In response to the recent protest of thousands after an Israeli court refused to grant the release of Issawi, the European Union issued an urgent call for Israel to "[fully respect] international human rights obligations towards all Palestinian detainees and prisoners." UN Secretary-General Ban Ki-moon called on Israel to grant all prisoners a fair trial or allow for their prompt release. Physicians for Human Rights has issued a statement accusing Israel of violating prisoners rights, calling Israel's treatment of hunger-striking Palestinians "a systemic moral, ethical and professional failure."

Apparently rattled by the growing prisoners' protest movement and the attention it is getting, Israel is doing all it can to further tighten its grip on prisoners.
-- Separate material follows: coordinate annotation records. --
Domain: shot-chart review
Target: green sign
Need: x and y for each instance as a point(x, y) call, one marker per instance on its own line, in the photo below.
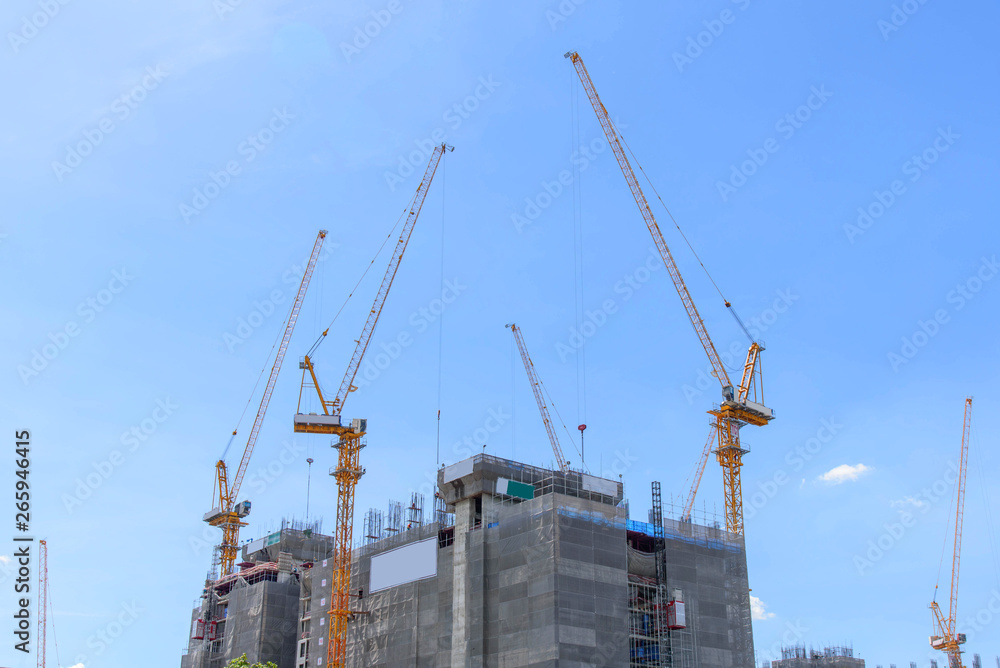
point(521, 490)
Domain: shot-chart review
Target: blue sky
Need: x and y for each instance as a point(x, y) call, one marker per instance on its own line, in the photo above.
point(165, 170)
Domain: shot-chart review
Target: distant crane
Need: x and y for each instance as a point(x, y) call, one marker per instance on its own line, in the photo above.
point(351, 438)
point(228, 514)
point(43, 600)
point(737, 408)
point(947, 638)
point(536, 387)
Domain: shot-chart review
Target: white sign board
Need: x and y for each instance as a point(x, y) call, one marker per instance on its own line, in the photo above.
point(456, 471)
point(409, 563)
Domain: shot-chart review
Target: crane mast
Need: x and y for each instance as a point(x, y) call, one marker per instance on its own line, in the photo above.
point(737, 409)
point(351, 439)
point(948, 639)
point(536, 387)
point(43, 601)
point(228, 515)
point(332, 408)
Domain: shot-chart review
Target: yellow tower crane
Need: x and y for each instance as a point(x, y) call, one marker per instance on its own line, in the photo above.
point(351, 438)
point(947, 638)
point(536, 387)
point(740, 406)
point(227, 514)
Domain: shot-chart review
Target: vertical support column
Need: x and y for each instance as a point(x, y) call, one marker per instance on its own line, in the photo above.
point(465, 515)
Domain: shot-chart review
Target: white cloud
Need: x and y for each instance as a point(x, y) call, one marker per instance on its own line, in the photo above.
point(908, 501)
point(844, 473)
point(758, 610)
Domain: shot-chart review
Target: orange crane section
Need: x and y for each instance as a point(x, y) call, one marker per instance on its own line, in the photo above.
point(351, 438)
point(947, 638)
point(227, 514)
point(536, 387)
point(737, 409)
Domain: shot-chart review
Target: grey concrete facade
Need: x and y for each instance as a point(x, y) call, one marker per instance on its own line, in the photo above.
point(538, 570)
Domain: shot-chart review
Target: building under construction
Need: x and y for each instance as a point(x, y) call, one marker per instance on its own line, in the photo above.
point(514, 565)
point(798, 656)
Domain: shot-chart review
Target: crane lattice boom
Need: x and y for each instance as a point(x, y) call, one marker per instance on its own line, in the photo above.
point(948, 639)
point(737, 409)
point(227, 514)
point(351, 438)
point(536, 387)
point(336, 406)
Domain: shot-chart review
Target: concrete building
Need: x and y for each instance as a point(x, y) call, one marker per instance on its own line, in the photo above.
point(516, 566)
point(828, 657)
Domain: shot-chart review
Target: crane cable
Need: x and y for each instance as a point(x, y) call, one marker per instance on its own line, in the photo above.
point(578, 265)
point(52, 617)
point(444, 183)
point(322, 336)
point(561, 421)
point(274, 345)
point(944, 542)
point(683, 236)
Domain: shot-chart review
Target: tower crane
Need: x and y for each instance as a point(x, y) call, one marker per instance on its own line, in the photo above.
point(351, 437)
point(228, 515)
point(43, 601)
point(713, 431)
point(536, 387)
point(740, 406)
point(947, 638)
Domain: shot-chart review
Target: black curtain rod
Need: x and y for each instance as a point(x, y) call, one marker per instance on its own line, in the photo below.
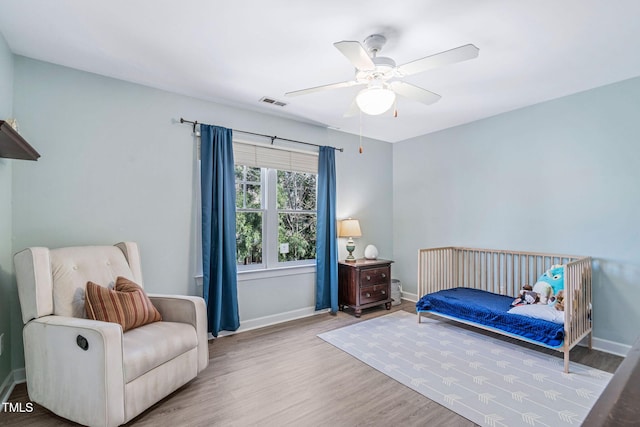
point(273, 138)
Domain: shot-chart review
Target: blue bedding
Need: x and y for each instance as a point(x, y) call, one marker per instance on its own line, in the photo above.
point(490, 309)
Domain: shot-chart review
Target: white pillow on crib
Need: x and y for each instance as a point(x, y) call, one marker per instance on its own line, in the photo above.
point(539, 311)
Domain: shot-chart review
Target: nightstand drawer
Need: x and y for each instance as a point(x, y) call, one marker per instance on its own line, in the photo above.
point(373, 293)
point(374, 276)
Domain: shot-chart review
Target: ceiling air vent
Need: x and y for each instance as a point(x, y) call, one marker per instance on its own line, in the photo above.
point(272, 101)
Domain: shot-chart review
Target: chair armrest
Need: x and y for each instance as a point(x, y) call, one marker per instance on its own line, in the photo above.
point(186, 309)
point(83, 385)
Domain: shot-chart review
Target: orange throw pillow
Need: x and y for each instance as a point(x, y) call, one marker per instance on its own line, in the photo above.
point(127, 305)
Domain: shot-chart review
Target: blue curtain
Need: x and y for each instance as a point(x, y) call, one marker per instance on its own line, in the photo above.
point(219, 228)
point(327, 240)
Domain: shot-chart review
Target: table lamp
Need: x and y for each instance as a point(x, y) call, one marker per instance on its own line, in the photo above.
point(350, 228)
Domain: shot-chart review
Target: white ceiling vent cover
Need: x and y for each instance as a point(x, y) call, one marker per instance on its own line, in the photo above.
point(272, 101)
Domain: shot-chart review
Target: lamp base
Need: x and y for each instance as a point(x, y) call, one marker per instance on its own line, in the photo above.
point(350, 248)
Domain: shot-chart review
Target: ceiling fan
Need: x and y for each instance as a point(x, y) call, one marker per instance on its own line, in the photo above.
point(381, 75)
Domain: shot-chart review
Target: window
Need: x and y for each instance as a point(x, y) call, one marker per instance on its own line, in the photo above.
point(275, 208)
point(249, 215)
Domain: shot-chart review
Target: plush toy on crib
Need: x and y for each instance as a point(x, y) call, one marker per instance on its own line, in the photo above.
point(550, 283)
point(558, 300)
point(527, 296)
On February 25, Israel transferred 50 prisoners to various facilities as punishment and to remove and separate activists, placing one of Jaradat's relatives in solitary confinement, according to the Palestinian Prisoners Society.

In addition, Israel has called on the PA to curb protests ahead of Obama's visit to the region next month--and threatened to withhold $100 million of tax revenues if protests continue. The PA, however, issued a statement warning Obama that Gaza could be "on fire" at the time of his visit if he fails to pressure Israel to address its abuse of Palestinian prisoners, especially those on hunger strike.

But Obama has already shown his devotion to Israel, even in the face of Israel's siege of Gaza, its bombing campaigns and its ongoing construction of illegal settlements. Thus it will require significant pressure from below to win justice for these prisoners.

While Palestinians within Israel and the Occupied Territories continue their relentless resistance, recognition of the Goliath they are up against is the basis of their call for an international boycott, divestment and sanctions movement that can build a sustained challenge to Israel.

The immense courage of prisoners like Issawi and the thousands of ordinary Palestinians who continue to take to the streets despite severe repression give inspiration to the growing international movement to challenge Israel's blatant disregard for human rights.